I finished reading ‘Paper Towns’ today and although I also did not enjoy this novel I mean no offence and am in no way trying to say it has no merit, I am just going to go into more detail about the issues I had with various elements such as character building and writing style. As always I will also discuss the aspects of the novel I really enjoyed.

Firstly, I believe this novel has great potential. From the beginning I interpreted the  elusive character Margo Roth Spiegelman as a sufferer of mental illness. This reading instantaneously improves the novel and I wish the theme of mental illness was a more integral part of the plot. Another aspect of the novel I believed had potential was Q’s fascination with Margo. His naïve view of Margo can be read as an almost Gatsby-level infatuation where he bases his life around her for no other reason than her beauty. However I found the novel difficult to read because some of the high school scenes and dialogue seemed incredibly forced. Even Green’s attempt at humour was lost on me for example the following scene:

“I’ll ask Angela if she knows anybody” Radar said “Although getting you a date to prom will be harder than turning lead into gold”

“Getting you a date to prom is so hard that the hypothetical idea itself is actually used to cut diamonds”

“Getting you a date to prom is so hard that the American government believes the problem cannot be solved with diplomacy, but will instead require force”


The scene where Margo shows up in the night and they go on a scavenger hunt style revenge heist reminded me of that cheesy American movie Sleepover from 2004. Actually now that I see who was actually in that movie it is probably better, considering one of its stars won best actress at the Oscars this year. Obviously when I say better, I simply mean better in the sense that it does not take itself seriously. The movie Sleepover, unlike ‘Paper Towns’ and its big budget adaptation, was marketed as a fun, silly teen movie of little substance.
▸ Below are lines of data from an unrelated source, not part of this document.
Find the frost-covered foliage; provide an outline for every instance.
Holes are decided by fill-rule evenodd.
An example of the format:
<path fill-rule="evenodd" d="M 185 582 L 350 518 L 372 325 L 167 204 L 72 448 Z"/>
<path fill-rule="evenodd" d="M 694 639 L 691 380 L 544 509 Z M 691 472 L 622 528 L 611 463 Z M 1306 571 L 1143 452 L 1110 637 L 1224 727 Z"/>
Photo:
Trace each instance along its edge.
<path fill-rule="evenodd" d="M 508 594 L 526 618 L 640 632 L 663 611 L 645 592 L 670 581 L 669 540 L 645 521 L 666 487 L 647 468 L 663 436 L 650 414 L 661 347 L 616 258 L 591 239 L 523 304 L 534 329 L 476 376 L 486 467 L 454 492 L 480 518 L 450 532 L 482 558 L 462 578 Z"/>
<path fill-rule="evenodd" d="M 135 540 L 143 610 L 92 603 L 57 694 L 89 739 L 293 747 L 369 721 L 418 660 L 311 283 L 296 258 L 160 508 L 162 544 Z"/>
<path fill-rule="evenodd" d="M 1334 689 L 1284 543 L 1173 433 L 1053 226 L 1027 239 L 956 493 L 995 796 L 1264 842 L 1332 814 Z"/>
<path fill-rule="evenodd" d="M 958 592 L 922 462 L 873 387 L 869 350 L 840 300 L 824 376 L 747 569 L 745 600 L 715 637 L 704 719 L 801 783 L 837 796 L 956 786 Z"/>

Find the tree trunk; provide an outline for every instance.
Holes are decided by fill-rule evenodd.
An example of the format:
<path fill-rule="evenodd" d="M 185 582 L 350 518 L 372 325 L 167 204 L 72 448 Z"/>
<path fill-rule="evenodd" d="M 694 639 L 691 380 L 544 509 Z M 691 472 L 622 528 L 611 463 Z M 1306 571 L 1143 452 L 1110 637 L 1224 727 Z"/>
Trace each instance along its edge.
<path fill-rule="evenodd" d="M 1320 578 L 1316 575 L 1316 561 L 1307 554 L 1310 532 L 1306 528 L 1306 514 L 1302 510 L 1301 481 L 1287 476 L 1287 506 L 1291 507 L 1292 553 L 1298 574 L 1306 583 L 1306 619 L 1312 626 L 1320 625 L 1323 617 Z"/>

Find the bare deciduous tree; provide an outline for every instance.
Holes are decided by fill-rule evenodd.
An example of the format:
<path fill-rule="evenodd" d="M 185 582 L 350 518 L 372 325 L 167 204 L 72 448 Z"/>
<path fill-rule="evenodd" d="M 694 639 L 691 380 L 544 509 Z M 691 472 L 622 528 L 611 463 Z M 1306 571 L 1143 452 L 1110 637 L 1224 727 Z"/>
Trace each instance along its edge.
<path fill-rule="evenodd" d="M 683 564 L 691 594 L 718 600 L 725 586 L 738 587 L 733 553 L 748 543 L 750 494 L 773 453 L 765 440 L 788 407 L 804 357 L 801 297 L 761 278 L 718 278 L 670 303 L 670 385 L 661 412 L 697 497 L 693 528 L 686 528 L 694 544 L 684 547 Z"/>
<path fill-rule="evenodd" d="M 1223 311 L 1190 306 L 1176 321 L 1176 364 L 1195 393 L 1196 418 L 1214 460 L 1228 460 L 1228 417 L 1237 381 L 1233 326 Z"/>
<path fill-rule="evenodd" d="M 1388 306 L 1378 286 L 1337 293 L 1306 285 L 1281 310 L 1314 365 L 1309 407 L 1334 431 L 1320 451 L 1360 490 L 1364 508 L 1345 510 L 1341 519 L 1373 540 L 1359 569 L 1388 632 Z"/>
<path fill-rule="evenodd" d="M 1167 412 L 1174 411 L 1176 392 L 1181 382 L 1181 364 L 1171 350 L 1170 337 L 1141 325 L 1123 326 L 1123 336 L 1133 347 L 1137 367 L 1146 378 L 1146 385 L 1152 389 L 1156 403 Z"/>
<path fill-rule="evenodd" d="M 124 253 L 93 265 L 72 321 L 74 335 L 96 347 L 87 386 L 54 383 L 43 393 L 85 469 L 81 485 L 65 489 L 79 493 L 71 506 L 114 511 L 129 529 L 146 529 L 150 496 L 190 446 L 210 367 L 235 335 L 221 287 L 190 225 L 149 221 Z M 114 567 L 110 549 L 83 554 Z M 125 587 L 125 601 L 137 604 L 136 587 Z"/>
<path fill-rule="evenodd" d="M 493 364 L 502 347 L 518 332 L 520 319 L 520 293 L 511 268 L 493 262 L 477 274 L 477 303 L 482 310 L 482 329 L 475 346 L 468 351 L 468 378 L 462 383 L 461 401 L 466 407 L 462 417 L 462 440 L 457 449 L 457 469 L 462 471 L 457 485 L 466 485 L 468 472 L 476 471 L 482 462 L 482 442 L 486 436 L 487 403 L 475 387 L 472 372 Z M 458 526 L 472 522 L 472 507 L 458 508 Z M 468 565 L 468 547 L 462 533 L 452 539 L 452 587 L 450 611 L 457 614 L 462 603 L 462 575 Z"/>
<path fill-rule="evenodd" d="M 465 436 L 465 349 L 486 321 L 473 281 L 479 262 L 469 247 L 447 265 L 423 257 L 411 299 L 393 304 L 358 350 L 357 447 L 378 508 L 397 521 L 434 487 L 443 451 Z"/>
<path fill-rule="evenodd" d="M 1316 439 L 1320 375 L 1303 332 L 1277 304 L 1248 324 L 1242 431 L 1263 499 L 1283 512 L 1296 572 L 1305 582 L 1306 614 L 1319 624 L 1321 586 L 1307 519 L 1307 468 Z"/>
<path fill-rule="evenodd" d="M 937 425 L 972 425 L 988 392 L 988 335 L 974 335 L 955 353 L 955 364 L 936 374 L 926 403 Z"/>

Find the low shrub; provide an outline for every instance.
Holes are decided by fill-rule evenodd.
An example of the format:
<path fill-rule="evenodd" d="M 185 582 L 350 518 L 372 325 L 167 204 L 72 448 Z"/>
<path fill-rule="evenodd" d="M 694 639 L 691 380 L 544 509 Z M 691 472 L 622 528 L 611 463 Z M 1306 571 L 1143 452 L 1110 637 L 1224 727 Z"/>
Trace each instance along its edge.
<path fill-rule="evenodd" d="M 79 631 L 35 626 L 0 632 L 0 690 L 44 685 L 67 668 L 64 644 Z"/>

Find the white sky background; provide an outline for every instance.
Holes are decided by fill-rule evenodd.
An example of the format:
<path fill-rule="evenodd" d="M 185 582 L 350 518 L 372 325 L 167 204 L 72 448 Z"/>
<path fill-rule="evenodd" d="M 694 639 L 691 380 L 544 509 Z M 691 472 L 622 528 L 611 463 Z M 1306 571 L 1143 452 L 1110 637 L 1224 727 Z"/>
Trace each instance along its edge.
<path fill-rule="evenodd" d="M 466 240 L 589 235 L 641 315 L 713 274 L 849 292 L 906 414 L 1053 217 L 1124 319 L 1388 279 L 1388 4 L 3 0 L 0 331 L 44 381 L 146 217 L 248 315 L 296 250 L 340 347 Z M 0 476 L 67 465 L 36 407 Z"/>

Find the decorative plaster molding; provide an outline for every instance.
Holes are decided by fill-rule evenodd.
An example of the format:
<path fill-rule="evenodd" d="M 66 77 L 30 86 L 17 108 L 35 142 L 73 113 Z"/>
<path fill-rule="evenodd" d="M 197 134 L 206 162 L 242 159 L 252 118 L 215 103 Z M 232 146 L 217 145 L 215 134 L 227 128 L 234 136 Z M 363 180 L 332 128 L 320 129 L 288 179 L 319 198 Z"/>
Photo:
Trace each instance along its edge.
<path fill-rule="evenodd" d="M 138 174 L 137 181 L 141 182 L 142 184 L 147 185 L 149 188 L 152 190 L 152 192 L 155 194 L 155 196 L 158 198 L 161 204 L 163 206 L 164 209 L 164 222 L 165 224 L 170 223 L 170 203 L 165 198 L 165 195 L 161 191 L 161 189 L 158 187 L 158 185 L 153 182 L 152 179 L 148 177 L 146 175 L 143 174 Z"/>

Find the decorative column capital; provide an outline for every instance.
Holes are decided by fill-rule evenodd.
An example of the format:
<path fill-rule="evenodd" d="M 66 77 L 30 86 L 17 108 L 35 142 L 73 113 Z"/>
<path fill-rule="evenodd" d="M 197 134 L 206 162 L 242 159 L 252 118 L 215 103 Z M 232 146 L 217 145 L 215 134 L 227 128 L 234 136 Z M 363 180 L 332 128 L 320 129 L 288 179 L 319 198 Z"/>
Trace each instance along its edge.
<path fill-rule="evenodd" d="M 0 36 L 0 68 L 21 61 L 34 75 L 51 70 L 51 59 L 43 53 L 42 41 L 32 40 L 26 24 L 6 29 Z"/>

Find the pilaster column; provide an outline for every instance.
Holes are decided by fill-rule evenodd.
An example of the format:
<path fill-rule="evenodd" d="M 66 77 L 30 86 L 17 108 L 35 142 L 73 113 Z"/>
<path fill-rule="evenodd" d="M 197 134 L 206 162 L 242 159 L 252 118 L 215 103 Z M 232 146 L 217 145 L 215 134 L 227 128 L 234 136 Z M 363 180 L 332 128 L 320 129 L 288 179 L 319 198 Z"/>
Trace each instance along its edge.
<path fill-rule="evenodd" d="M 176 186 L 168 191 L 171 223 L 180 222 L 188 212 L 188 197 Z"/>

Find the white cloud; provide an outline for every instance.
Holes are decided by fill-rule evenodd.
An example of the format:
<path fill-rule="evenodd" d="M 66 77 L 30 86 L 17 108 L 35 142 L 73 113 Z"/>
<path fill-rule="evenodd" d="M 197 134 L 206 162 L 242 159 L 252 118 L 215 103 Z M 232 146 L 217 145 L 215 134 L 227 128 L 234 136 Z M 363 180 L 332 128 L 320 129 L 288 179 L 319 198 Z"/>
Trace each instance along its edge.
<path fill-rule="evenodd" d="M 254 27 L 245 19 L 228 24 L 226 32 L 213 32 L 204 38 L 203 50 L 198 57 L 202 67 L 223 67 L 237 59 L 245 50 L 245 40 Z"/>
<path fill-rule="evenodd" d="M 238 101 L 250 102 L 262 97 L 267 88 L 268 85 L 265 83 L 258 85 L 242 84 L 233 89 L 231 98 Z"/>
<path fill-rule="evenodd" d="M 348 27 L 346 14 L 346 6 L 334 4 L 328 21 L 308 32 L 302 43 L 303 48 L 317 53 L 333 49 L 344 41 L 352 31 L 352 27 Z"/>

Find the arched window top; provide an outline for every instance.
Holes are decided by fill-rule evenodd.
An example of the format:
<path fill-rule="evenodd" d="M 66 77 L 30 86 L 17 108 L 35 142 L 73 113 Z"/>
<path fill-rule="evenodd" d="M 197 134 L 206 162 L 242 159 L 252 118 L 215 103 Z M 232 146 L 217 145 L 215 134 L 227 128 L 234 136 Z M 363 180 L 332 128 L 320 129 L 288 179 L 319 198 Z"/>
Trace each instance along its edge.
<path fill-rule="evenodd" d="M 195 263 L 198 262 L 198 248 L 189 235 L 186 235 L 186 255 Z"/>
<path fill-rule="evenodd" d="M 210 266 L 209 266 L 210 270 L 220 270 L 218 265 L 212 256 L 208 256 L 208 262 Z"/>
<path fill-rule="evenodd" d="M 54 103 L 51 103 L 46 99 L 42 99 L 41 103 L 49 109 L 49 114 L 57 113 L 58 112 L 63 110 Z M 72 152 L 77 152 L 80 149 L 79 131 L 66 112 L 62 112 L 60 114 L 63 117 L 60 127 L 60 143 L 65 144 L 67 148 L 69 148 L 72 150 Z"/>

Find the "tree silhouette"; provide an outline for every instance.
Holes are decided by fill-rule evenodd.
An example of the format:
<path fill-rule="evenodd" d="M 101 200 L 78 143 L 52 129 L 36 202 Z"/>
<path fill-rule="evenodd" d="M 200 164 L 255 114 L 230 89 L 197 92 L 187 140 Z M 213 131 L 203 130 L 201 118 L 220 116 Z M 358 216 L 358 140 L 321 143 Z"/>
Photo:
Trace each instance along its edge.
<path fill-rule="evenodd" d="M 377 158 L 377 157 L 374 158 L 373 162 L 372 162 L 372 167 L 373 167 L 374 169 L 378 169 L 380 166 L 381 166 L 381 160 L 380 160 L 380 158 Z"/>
This makes me question why there are thousands of Green fans who find his novels extremely sentimental and meaningful.

Despite my disbelief at how cheesy the dialogue was I was even more frustrated when Q narrated his thoughts and then told readers that he did not tell Margo because “that seemed to cheesy to say.” Not only was this uncomfortable to read but again suggested to me that he does not actually care for Margo due to the fact she, in the previous page, was reaching out to him. Margo says of breaking into SeaWorld that “Doing stuff never feels as good as you want it to feel” and yet instead of being worried by her statement Q was too busy telling readers that “Margo’s blue blue eyes blinked and she looked impossibly beautiful right then, her jeans wet against her legs, her face shining in the gray light.”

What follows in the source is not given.